Just as proper encryption would have prevented the Target and Sony hacks, there are solutions for preventing information leaks like this one. There are decades of research on information flow security techniques: some that check software before it runs, others that monitor software as it’s running. This work is much more than theoretical: people have built operating systems and Web frameworks based on these ideas. Such systems would have detected if a recommendation algorithm was leaking secret follow information and prevented the leak. But even with these approaches, the programmer still needs to reason about the complex and subtle interaction of policies with each other and with the code to produce software that doesn’t leak information.
In my lab, we’re attempting to make it easier for developers to implement information flow policies. We help the machine to take responsibility for managing the interaction between policies and with the program to make sure recommendation algorithms don’t leak information. The policies also specify what values the machine can use when the actual values must be kept secret. For example, if a search algorithm isn’t allowed to use someone’s exact location, maybe it can use the corresponding city.
Even though digital security should be one of the main concerns of the FBI, Comey couldn’t avoid the problems that arise from the mess of policy spaghetti that is modern code.

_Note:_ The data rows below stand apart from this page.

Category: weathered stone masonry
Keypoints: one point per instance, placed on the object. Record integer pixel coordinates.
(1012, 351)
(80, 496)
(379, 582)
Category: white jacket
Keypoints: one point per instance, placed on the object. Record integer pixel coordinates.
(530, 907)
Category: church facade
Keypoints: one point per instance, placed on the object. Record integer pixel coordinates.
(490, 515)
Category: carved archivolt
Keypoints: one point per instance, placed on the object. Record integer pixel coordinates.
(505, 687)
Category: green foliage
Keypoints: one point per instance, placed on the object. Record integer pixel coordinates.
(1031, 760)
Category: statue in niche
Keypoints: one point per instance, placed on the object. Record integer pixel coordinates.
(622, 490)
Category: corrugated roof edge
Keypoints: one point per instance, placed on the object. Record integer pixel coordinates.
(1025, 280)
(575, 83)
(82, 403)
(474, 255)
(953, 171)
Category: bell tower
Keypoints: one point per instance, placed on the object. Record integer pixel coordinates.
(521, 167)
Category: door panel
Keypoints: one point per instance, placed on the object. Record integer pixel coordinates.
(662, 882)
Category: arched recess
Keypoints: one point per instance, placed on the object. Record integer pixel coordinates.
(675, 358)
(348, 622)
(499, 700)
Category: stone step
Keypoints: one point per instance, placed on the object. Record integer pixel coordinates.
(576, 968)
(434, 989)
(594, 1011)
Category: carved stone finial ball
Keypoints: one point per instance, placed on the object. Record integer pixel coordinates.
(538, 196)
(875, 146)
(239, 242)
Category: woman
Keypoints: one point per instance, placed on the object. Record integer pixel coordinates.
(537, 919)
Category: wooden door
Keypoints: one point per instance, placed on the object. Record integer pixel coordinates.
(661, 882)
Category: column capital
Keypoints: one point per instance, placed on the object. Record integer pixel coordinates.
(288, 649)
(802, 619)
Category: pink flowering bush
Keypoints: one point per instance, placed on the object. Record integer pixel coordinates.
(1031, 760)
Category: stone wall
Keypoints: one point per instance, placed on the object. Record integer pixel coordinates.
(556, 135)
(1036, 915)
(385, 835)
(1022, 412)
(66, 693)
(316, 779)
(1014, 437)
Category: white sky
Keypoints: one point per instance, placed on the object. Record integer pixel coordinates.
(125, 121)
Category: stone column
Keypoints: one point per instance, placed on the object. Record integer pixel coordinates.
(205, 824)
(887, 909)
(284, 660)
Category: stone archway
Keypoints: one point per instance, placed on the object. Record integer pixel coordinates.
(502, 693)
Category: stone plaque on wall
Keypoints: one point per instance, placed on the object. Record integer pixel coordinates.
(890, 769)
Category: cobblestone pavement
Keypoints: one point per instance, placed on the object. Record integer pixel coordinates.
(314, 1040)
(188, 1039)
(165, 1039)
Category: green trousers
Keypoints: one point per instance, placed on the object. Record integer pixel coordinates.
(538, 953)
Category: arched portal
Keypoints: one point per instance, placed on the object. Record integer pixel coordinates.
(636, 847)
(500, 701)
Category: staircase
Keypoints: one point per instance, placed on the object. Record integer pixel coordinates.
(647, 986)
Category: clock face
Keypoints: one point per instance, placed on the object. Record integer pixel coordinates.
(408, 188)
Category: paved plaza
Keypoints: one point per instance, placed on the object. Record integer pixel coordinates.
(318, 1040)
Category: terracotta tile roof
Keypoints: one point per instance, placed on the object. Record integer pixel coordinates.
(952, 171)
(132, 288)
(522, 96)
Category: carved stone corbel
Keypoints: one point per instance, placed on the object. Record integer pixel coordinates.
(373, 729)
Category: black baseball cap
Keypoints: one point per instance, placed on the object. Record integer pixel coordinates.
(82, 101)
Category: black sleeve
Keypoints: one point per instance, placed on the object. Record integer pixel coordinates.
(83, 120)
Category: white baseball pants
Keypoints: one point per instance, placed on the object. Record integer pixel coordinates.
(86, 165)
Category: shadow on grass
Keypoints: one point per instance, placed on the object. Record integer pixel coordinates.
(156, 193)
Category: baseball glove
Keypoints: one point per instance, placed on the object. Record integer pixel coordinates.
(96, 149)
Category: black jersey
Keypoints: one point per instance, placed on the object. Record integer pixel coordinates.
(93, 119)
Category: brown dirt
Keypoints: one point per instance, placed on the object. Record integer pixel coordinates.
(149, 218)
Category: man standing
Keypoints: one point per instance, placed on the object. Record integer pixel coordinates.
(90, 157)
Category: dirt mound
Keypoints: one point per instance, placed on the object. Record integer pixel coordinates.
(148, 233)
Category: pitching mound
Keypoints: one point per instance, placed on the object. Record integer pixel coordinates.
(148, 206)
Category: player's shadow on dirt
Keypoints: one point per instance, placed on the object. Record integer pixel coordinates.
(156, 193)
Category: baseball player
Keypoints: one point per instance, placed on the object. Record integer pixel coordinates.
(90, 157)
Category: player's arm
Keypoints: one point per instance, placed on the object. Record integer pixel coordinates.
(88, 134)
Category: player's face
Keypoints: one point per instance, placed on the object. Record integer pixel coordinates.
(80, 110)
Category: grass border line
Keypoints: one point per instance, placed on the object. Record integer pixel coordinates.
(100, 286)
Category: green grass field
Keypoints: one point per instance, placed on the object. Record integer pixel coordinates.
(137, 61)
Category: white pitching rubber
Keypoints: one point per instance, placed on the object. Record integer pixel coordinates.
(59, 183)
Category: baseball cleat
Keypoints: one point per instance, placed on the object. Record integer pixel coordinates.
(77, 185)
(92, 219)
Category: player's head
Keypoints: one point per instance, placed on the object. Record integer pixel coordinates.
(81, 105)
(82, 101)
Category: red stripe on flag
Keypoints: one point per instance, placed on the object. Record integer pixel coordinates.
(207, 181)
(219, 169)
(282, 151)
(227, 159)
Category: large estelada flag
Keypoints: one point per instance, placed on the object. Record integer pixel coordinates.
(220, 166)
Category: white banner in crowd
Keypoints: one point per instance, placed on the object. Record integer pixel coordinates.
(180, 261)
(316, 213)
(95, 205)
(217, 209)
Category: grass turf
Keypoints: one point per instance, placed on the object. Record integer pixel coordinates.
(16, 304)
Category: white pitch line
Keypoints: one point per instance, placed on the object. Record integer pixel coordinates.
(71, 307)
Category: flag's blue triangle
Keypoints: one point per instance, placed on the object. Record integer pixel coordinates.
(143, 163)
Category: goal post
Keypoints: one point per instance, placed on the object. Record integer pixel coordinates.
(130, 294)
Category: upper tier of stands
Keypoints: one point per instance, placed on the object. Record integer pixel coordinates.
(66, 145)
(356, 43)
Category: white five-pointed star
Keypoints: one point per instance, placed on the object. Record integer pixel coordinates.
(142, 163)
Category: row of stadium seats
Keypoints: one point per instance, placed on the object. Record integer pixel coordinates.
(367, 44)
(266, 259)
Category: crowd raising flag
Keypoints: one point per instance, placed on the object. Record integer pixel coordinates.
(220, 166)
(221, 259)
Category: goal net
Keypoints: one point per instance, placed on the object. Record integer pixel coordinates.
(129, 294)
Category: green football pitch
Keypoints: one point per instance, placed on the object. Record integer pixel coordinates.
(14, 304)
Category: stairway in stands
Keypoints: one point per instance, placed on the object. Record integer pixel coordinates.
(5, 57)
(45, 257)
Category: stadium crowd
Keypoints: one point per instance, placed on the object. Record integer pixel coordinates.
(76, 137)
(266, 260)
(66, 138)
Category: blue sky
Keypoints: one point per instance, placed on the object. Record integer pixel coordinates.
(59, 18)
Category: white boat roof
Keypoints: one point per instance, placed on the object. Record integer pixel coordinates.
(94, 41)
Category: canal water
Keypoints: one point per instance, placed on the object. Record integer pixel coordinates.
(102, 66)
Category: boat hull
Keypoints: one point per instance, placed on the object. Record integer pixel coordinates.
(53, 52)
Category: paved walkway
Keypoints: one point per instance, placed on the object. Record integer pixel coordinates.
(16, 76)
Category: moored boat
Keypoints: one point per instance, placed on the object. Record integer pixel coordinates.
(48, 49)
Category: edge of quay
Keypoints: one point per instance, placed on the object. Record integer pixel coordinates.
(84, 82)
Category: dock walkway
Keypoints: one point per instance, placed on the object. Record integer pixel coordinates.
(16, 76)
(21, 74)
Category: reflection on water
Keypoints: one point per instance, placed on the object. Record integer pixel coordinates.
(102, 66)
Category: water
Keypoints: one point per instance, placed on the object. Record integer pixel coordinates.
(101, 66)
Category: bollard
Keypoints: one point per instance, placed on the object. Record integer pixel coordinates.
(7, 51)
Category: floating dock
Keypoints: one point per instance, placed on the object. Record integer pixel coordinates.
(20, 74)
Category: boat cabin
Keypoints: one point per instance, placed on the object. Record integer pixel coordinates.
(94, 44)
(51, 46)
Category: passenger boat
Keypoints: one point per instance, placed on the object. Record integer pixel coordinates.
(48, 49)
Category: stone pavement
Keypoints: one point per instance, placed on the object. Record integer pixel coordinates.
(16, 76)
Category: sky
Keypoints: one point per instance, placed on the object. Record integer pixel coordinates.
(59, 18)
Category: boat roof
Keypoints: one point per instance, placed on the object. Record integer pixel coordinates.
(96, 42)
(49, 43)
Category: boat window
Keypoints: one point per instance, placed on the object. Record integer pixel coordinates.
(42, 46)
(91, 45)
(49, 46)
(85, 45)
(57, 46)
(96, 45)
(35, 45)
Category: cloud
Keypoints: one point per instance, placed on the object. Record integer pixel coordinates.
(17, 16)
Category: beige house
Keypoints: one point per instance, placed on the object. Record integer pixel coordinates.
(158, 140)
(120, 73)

Though this leak affected many fewer people than the large data breaches, it marks an important shift in information security.
Until now, most people have thought about security in terms of protecting individual data items, rather than in terms of complex and subtle interactions with the programs that use them. But we now live in a world in which the director of the FBI trusts our Internet infrastructure, and Instagram, enough to put 3,227 private photographs online. On the one hand, this means that we’ve reached a certain level of security. On the other, it means that we can now focus on more advanced security problems. And when anyone with good deduction and access to the Internet can find out all sorts of information, our work on information security is far from over.
Jean Yang is an assistant professor in the computer science department at Carnegie Mellon University and was named one of MIT Technology Review’s Innovators Under 35 in 2016.